Braddock: I rented two or three places, but by the time I signed with Tree, with some help from my folks, my bride and I bought a pretty nice little house. In fact, when "D-I-V-O-R-C-E" came along about two years after that, I went totally hillbilly and built my own swimming pool.
Bankrate: How did you come to write that Tammy Wynette classic?
Braddock: I had written a song called "I-L-O-V-E-Y-O-U, Do I Have to Spell It Out for You?" That spawned "D-I-V-O-R-C-E." I went in to do a demo of it with a band to pitch it to the artists and record labels, and nobody would cut the song. I asked Curly Putman why nobody would cut it and he said, "In just certain spots, the melody is too happy for such a sad song." I said, what would you do? He picked up a guitar and he changed basically around the title line, it wasn't that much but it just made all the difference in the world. And I said well, you need to take half the song, and he said no, so we compromised and he took a fourth of it. He played it for Billy Sherrill and in just a week or two he cut it with Tammy. That was it. Looking back on it, it was a pretty corny song, but they cut a great record on it.

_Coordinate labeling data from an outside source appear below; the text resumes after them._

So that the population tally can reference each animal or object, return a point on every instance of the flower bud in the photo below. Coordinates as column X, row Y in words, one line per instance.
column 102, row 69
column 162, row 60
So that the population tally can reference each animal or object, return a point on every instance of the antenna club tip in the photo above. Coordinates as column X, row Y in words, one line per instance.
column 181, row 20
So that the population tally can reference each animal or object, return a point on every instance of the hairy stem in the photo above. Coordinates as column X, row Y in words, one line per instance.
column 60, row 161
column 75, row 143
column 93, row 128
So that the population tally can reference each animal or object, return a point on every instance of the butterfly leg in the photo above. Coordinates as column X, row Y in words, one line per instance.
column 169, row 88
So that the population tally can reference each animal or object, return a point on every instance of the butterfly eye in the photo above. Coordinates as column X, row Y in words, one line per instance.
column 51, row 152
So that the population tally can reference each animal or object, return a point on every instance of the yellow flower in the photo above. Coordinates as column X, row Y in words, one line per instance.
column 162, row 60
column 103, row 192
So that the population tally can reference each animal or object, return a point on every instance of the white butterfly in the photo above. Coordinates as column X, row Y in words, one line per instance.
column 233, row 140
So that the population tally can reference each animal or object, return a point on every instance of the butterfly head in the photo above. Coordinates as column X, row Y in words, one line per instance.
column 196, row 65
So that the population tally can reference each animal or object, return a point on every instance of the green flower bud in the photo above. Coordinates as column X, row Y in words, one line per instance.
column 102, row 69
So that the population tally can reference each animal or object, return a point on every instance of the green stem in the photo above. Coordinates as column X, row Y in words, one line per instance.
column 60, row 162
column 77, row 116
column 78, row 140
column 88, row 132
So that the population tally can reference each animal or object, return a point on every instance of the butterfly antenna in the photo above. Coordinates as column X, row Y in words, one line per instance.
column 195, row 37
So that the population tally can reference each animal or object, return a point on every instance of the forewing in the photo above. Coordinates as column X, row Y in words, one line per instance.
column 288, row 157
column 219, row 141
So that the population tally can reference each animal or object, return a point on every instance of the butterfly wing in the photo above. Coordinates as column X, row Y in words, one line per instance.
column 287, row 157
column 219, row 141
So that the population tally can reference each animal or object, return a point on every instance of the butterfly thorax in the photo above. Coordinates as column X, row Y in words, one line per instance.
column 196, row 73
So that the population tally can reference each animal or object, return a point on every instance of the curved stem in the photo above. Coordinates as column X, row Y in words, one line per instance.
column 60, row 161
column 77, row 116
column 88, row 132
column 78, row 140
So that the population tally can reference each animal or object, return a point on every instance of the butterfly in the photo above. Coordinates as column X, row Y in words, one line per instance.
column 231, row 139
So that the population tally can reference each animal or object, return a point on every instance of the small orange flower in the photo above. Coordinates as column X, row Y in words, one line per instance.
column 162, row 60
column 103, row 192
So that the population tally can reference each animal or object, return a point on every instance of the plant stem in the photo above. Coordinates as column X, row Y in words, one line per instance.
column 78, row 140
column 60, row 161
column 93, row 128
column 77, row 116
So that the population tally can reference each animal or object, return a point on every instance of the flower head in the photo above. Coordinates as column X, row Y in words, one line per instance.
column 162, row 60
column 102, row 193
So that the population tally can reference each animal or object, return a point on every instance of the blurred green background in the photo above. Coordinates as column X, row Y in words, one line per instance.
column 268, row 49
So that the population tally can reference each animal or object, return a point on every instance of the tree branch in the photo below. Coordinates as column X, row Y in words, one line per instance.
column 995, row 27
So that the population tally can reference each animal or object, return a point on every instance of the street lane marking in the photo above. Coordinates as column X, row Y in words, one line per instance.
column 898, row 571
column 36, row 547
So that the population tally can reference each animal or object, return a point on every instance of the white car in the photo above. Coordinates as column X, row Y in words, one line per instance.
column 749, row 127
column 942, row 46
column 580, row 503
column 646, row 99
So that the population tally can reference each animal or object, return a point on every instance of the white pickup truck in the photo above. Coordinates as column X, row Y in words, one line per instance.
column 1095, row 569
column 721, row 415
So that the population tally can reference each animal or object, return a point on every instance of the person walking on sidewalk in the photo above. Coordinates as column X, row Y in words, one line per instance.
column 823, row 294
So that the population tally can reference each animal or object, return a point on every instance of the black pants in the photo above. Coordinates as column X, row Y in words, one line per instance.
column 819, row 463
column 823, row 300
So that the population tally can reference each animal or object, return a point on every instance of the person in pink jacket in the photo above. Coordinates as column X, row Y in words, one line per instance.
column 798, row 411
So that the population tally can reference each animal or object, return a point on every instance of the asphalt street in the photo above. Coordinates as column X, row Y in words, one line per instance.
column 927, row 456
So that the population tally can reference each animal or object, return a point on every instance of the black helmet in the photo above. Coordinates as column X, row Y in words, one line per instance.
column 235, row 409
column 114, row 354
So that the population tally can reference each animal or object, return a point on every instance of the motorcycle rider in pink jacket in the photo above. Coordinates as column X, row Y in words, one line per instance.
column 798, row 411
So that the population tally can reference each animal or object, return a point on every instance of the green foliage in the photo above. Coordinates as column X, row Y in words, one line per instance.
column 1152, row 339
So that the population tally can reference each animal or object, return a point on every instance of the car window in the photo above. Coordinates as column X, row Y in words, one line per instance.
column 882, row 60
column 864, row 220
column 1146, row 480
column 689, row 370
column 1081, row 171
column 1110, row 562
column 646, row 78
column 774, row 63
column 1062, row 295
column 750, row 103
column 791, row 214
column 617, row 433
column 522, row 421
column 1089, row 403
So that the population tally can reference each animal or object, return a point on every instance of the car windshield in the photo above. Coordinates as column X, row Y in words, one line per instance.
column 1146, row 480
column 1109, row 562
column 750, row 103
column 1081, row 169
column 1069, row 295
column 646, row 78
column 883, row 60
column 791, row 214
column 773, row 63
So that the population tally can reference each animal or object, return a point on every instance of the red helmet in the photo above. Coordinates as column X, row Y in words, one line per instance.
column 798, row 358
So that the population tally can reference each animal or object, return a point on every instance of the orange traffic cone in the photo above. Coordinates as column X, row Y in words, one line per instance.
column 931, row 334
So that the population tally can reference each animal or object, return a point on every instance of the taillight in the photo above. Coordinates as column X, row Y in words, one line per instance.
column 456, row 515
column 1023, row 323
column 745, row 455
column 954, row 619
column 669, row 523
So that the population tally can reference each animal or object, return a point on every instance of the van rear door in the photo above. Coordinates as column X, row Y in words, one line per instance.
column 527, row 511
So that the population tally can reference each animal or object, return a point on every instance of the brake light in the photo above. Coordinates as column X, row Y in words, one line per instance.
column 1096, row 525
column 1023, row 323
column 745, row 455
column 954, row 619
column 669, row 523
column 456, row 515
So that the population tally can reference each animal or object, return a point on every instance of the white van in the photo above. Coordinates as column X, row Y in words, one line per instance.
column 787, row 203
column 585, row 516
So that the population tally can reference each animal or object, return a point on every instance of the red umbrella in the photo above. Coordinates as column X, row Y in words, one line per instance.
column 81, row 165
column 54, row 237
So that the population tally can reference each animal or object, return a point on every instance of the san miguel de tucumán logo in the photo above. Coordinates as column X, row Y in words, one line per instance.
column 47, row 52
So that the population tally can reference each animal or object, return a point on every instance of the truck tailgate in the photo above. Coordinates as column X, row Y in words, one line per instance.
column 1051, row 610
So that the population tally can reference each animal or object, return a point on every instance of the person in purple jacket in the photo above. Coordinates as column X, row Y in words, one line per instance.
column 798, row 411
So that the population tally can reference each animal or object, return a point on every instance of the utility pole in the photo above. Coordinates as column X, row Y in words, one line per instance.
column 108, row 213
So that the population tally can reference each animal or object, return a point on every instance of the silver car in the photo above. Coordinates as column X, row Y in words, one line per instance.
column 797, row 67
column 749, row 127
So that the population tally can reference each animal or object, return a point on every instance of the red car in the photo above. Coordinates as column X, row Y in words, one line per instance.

Bankrate: Did your life change after having a No. 1 hit?
Braddock:
Yeah, it did. If I was earning $10,000 a year,
we would live on $15,000. If I was earning $20,000
a year, we were living on $30,000 to 35,000 a
year. Over the years, I just got deeply, deeply,
deeply in debt. It was just awful. I can't blame
it on my wife because I let it happen. It was
the classic mismatch marriage of all time, with
one exception: We got a wonderful daughter out
of it. I wouldn't change a thing.
Bankrate: Were you just not tracking on your bills?
Braddock: Yeah. She had come from not much money and she was just spending through the roof and I let her do it. Fortunately, I had a successful songwriting career and when it came time to sign a contract, instead of trying to get part of the publishing for my songs, I was so needy that when it came re-sign time, I always wanted money up front and I just continued to get much, much deeper in debt.
Bankrate: What did you think would happen?
Braddock:
I hoped it would go away, having an economics
IQ of about 50 [laughs]. After that marriage,
I remarried, and I had learned a lot of lessons
and I was just trying to climb out. My second
wife was fine; she wasn't spending all the money.
I eventually just got very deeply in debt and
ended up owing the IRS a lot of money. I actually
never got out of debt until the late 1990s. I'm
in decent shape now, and have been investing my
money. I'm doing OK. I'm doing now like I should
have been doing when I was 30 or 35.